Fortunately, in military law the meaning of sodomy is much simpler to apply. As Article 125, UCMJ, is drafted it encompasses all unnatural sexual intercourse between humans or between humans and animals:

(a) buggery — penetration of male or female anus by male organ.

(b) fellatio — penetration of human mouth by male organ.

(c) bestiality — sexual intercourse with an animal, committed by a human male or female.

(d) pederasty — same as buggery but limited to young males as victims.

(e) cunnilingus (if penetration is established) — copulation by mouth with female organ.

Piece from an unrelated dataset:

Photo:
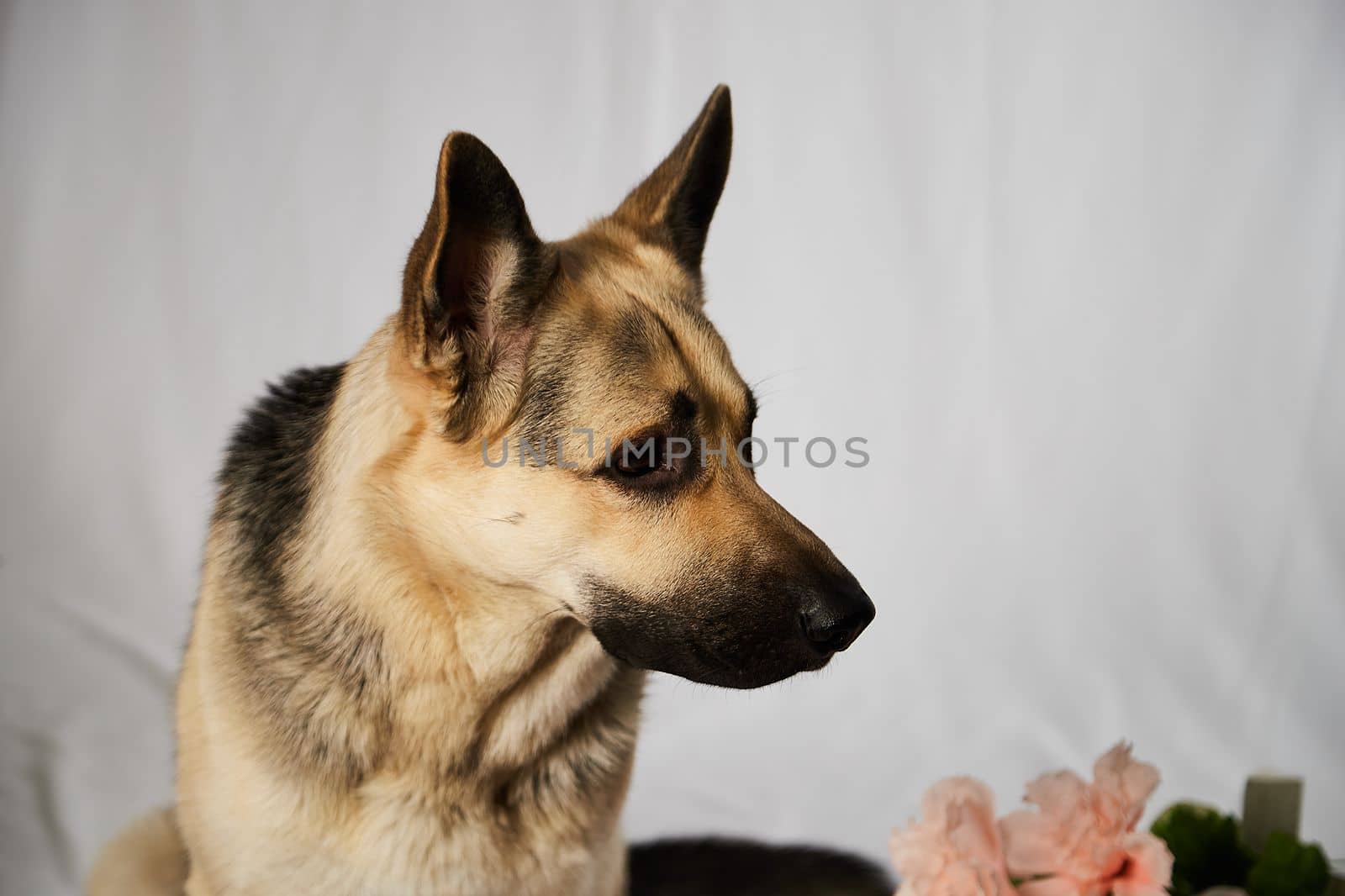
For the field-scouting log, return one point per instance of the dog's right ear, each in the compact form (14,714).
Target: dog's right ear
(472,280)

See United States v. Hooper, 9 U.S.C.M.A. 637, 26 C.M.R. 417 (1958); United States v. Warren, 6 U.S.C.M.A. 419, 20 C.M.R. 135 (1955). The essence of sodomy, in all its five varieties of perverted sexual acts, is the deviatory act itself, with or without consent or force. United States v. Rose, supra 5 The thrust of laws proscribing sodomy is the prohibition of “abominable and detestable crimes against nature.” See 2 R. Anderson, Wharton’s Criminal Law and Procedure, § 751 (1957).